Identification of cooperative monomeric Brachyury sites conferring T-bet responsiveness to the proximal IFN-gamma promoter.

The T-box transcription factor T-bet has been reported to augment the activity of IFN-gamma reporter constructs and to be required for CD4(+), but not CD8(+), T cell production for IFN-gamma. Despite these observations, the precise sequence targets of T-bet within the IFN-gamma locus have not been identified and the nature of T-bet's role in selectively augmenting IFN-gamma production in CD4(+) T cells has not been elucidated. As an initial step in this process, we examined the basis of T-bet-dependent augmentation of IFN-gamma reporter constructs to identify specific targets of this factor within the IFN-gamma locus. Deletion of previously proposed TDB and TRU elements left T-bet-induced IFN-gamma reporter activity unchanged, suggesting the existence of additional T-bet-responsive elements.

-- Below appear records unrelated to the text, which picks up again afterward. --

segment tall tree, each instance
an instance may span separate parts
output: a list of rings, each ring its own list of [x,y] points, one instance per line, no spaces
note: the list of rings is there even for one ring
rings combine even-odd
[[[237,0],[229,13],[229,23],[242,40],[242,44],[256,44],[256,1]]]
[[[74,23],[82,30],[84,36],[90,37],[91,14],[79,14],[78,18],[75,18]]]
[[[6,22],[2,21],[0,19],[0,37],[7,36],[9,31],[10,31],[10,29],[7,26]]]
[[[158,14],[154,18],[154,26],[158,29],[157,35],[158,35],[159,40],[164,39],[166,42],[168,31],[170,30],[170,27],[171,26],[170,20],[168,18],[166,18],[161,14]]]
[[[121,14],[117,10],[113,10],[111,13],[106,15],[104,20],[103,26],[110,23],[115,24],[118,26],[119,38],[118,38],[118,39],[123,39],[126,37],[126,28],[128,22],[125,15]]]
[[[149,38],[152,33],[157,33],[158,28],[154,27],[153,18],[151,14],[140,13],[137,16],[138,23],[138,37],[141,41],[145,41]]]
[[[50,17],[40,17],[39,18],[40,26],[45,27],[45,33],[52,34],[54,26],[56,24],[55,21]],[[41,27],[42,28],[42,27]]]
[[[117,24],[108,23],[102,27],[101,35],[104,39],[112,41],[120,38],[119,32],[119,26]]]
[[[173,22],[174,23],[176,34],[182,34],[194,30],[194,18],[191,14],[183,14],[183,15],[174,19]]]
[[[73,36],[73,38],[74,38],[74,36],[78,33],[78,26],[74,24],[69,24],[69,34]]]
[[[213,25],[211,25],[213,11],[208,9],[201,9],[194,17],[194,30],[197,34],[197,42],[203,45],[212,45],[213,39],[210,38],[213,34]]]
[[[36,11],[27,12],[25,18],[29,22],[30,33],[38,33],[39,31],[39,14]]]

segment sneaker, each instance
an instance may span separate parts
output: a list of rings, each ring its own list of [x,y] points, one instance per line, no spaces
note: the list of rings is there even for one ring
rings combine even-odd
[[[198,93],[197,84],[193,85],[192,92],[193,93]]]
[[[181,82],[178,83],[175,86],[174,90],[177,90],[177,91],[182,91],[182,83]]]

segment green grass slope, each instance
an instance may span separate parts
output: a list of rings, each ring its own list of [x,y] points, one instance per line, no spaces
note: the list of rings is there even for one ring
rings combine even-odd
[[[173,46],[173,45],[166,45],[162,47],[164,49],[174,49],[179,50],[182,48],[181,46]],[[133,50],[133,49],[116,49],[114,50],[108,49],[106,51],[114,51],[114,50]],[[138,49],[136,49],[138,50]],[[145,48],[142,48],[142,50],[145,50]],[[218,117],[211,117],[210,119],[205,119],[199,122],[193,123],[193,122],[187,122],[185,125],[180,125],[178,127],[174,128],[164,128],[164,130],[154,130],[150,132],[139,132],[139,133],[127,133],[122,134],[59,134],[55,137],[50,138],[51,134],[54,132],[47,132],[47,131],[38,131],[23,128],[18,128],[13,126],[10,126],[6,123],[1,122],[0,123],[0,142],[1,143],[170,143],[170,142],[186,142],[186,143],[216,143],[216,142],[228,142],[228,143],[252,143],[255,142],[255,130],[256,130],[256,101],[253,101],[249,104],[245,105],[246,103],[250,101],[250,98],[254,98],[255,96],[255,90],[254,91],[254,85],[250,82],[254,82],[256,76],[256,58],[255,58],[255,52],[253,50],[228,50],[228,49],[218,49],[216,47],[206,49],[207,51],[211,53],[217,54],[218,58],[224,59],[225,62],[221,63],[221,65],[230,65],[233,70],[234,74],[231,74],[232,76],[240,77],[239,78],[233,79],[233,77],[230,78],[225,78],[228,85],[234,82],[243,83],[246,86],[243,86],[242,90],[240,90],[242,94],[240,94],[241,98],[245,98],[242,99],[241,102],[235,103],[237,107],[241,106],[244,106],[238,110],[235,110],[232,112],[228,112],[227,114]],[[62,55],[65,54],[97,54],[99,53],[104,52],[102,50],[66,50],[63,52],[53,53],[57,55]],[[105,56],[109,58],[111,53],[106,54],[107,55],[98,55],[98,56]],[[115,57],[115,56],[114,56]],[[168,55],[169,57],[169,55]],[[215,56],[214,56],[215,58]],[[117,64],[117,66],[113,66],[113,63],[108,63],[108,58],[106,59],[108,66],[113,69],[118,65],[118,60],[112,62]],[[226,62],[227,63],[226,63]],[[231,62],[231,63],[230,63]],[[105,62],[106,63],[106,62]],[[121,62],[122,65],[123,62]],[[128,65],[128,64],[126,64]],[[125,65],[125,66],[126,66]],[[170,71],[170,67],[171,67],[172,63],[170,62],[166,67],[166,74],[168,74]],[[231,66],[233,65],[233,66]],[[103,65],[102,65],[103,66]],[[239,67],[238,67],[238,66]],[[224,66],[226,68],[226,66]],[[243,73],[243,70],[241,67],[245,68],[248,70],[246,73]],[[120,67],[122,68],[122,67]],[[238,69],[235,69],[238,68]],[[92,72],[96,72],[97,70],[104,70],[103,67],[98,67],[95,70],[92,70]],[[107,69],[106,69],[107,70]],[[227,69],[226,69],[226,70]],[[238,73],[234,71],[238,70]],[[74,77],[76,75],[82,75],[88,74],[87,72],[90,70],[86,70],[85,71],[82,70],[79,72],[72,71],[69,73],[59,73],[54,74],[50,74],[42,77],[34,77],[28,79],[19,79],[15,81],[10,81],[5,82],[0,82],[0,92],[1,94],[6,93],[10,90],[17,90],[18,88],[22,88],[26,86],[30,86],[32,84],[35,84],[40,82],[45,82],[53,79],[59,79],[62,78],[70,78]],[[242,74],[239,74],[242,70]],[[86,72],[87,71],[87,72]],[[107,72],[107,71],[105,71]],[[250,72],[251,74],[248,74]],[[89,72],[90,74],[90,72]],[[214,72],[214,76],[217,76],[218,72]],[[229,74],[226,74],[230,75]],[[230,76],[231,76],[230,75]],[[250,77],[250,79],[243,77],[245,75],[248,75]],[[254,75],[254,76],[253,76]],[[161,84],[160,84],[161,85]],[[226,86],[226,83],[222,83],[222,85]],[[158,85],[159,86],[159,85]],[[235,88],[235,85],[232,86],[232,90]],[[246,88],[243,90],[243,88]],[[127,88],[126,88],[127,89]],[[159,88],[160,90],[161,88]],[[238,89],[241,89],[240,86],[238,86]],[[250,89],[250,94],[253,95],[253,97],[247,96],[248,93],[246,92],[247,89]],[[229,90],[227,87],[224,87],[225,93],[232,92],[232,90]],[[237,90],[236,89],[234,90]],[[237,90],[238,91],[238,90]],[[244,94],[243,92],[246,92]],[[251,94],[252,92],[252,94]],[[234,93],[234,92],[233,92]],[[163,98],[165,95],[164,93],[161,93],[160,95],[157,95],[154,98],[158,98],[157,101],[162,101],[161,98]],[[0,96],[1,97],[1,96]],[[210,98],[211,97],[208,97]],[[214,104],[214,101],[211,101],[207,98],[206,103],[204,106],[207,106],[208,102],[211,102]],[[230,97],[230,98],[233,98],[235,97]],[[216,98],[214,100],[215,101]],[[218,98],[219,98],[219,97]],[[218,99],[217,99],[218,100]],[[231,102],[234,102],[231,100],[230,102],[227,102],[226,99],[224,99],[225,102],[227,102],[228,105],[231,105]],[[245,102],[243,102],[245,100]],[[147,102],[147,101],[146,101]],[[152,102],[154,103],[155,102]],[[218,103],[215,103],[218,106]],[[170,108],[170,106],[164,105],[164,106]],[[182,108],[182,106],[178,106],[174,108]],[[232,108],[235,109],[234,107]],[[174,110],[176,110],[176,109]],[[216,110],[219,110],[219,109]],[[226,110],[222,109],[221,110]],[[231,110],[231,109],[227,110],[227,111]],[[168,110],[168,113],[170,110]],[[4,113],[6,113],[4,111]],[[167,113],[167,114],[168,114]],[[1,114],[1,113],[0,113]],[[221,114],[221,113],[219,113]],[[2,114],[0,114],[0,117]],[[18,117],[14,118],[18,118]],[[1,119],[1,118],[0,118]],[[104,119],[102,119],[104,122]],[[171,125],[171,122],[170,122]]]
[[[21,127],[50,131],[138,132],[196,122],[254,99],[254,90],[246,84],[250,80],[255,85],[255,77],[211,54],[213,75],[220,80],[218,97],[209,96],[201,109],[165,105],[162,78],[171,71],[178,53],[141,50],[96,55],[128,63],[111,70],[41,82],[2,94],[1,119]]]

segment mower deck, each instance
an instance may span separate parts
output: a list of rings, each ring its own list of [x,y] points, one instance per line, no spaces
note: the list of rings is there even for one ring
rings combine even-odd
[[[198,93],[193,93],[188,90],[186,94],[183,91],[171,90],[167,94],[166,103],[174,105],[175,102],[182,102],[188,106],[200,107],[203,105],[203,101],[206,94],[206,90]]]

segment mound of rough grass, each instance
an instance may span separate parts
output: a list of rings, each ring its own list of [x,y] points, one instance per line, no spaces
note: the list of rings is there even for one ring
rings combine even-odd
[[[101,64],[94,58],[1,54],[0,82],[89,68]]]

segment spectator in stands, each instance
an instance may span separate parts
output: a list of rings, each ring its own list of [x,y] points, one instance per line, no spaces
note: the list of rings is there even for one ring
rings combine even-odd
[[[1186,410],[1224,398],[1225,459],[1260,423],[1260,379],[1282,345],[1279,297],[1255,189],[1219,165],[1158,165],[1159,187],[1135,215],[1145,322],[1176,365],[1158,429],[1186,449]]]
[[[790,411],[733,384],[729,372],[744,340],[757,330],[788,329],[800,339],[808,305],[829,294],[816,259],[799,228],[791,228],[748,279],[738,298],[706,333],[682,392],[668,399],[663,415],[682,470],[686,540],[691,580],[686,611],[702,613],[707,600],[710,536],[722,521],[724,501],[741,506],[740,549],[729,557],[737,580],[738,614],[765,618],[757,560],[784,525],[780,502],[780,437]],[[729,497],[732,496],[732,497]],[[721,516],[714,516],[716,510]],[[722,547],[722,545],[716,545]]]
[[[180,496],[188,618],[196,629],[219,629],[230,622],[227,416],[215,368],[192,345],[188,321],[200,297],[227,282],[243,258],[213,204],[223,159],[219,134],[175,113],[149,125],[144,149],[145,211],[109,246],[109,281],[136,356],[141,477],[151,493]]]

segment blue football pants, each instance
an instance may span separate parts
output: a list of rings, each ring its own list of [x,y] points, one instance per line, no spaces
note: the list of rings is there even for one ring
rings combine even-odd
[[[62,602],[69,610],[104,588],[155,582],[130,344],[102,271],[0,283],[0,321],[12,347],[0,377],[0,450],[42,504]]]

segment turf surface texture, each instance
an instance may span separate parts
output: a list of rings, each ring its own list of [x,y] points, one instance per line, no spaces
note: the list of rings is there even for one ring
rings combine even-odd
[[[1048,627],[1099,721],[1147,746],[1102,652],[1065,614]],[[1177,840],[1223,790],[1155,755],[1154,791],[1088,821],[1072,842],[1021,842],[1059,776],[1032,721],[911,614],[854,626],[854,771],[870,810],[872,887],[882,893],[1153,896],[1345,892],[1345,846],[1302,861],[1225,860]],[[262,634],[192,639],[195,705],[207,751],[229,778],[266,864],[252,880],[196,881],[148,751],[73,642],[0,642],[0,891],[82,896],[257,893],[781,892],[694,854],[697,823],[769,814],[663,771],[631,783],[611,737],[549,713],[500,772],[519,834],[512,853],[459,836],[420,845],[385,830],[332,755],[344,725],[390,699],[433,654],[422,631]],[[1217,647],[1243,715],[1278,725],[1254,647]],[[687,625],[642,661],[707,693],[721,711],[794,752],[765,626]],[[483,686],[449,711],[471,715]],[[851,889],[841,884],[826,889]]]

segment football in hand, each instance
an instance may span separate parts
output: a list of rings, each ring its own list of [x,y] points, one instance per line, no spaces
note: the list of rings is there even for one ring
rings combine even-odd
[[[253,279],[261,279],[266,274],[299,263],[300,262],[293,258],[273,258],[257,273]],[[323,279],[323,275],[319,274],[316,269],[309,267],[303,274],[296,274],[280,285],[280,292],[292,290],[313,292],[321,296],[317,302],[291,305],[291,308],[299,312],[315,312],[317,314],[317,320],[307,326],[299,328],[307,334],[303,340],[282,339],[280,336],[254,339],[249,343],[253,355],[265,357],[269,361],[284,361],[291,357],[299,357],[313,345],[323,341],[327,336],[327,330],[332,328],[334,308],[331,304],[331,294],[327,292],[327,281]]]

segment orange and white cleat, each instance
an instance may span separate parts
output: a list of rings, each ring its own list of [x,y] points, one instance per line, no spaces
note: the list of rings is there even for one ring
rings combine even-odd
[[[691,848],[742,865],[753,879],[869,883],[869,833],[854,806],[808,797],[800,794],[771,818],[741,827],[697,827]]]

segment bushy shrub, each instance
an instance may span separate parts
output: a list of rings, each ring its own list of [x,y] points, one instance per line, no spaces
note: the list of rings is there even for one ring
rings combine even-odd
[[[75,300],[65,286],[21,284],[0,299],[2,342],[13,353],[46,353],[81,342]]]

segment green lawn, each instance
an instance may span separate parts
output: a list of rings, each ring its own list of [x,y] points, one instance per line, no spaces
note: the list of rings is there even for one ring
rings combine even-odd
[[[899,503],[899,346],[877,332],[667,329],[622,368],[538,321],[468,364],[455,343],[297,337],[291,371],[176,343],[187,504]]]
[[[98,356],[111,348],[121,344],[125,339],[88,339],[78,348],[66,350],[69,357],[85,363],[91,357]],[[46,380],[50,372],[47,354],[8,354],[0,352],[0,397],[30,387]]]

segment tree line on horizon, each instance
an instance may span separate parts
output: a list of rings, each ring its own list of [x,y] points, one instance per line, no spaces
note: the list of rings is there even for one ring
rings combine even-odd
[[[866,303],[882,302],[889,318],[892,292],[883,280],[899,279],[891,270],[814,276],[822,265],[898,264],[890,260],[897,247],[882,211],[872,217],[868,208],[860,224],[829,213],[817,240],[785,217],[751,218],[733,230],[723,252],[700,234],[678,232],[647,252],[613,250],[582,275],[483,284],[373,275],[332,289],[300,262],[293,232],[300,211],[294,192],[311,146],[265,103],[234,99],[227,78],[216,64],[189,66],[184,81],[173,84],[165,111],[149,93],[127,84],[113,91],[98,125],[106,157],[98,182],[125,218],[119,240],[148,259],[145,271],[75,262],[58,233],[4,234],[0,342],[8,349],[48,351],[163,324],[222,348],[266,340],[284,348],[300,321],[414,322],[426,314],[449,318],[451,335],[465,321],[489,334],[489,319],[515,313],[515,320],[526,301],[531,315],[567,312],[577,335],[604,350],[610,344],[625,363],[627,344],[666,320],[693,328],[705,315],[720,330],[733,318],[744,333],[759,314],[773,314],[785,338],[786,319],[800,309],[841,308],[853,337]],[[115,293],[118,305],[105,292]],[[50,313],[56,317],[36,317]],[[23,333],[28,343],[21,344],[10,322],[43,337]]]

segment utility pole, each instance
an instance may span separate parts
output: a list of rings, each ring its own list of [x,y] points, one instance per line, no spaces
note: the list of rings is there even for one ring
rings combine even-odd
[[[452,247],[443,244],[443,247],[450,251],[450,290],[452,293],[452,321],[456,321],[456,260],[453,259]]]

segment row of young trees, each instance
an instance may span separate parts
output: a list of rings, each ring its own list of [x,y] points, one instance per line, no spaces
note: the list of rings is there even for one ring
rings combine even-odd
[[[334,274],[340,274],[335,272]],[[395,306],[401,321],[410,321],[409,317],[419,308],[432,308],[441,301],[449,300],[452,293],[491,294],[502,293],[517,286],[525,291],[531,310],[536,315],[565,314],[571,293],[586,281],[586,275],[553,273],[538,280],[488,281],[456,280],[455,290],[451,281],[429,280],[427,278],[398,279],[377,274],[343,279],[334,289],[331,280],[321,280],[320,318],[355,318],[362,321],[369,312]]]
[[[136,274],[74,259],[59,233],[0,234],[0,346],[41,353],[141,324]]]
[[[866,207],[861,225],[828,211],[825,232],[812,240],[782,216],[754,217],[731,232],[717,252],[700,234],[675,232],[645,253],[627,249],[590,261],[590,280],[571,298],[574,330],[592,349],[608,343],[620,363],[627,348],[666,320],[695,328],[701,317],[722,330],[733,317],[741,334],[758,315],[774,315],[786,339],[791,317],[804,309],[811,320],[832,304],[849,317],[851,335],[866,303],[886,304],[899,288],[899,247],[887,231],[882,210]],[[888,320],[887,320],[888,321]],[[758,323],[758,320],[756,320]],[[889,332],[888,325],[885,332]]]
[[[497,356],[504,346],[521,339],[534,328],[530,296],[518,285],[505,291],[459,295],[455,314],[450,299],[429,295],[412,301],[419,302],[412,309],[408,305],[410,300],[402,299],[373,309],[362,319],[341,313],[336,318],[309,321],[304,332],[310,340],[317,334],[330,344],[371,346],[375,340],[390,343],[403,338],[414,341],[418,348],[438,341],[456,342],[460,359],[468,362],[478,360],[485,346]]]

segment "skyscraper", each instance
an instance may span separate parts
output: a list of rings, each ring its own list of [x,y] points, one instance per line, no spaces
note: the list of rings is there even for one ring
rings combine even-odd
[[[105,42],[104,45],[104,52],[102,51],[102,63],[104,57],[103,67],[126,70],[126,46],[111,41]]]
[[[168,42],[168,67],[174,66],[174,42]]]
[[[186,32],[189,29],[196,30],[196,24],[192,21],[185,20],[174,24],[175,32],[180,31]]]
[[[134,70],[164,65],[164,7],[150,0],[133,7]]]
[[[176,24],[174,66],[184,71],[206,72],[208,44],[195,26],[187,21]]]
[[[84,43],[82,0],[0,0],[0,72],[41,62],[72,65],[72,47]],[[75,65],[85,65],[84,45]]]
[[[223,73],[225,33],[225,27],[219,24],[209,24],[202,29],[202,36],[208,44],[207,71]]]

We identified several additional monomeric Brachyury consensus elements within the proximal IFN-gamma promoter that operate cooperatively to increase both constitutive and stimulated promoter activity. The most proximal of these Brachyury elements is most significant quantitatively in mediating T-bet-dependent promoter augmentation. Mutation of this with any of the other Brachyury elements leads to a near eradication of T-bet-dependent promoter activation. The identification of these individual monomeric Brachyury-binding sites within the IFN-gamma locus should facilitate the in vivo analysis of the function of T-bet in the lineage- and background-dependent requirement for T-bet in IFN-gamma gene regulation.